= 2002 California Proposition 50 =

California law

Proposition 50 was a proposition in the state of California on the November 5, 2002 ballot. The proposition passed with 3,808,594 (55.4%) votes in favor and 3,076,333 (44.6%) against. It was placed on the ballot through the initiative process.

When put on the ballot, the question before voters was:

Should the state borrow three billion four hundred forty million dollars ($3,440,000,000) through the sale of general obligation bonds for a variety of water projects including coastal protection, the CALFED Bay-Delta Program, integrated regional water management, safe drinking water, and water quality?

== Official summary ==
The passing of California Proposition 50 would allow:
- 3,440,000,000 general obligation bonds to fund a variety of water projects, including:
  - Specified CALFED Bay-Delta Program projects including urban and agricultural water use efficiency projects
  - Grants and loans to reduce Colorado River water use
  - Purchasing, protecting and restoring coastal wetlands near urban areas
  - Competitive grants for water management and quality improvement projects
  - Development of river parkways
  - Improved security for state, local and regional water systems
  - Grants for desalination and drinking water disinfection
- Appropriates money from state General Fund to pay off bonds

==State and Local Government==
The passing of California Proposition 50 resulted in a cost of up to $6.9 billion over 30 years to pay off both the principal ($3.44 billion) and interest ($3.46 billion) costs on the bonds at a state level.
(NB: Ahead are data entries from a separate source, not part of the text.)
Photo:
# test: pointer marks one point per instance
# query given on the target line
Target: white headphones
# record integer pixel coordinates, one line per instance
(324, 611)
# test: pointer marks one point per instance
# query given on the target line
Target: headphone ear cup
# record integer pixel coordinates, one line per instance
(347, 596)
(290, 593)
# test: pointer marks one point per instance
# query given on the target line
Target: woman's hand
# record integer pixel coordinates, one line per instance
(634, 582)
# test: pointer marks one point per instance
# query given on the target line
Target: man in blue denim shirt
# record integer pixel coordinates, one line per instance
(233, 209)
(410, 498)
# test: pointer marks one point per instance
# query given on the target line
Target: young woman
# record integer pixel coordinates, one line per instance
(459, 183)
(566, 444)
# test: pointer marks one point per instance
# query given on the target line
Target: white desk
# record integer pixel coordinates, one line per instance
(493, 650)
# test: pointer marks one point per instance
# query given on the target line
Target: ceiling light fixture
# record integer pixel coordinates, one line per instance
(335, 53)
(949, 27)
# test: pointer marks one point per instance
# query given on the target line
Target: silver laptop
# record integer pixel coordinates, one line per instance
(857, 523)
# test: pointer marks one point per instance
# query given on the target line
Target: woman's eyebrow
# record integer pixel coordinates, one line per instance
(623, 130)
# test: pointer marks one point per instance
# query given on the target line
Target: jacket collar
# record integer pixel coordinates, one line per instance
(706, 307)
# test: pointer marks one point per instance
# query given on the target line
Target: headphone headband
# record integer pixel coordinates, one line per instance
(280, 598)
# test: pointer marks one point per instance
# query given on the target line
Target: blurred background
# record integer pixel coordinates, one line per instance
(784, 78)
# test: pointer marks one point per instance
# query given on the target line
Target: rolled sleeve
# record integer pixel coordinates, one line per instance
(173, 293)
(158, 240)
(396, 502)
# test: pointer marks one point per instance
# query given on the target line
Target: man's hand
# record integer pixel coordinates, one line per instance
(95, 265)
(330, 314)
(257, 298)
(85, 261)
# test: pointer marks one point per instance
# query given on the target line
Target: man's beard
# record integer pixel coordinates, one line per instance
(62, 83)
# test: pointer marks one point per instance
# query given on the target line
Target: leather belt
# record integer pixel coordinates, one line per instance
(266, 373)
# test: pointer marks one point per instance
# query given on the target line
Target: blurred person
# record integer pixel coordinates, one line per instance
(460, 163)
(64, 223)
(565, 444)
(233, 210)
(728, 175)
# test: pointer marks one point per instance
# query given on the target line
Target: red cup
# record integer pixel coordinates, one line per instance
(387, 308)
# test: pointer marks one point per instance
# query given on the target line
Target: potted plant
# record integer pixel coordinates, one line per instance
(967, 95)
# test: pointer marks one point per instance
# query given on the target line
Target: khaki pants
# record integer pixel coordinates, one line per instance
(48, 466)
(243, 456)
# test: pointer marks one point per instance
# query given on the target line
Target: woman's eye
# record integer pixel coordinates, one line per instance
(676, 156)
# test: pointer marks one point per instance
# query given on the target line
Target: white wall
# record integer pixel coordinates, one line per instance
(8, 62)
This will consist of payments of about $230 million per year. It would also cause a reduction in local property tax revenues, ranging from a few million dollars to roughly $10 million annually, about one-half of which would be off-set by state payments to schools to make up their revenue loss. It had unknown costs to state and local governments to operate or maintain the properties or projects purchased or developed with the bond funds.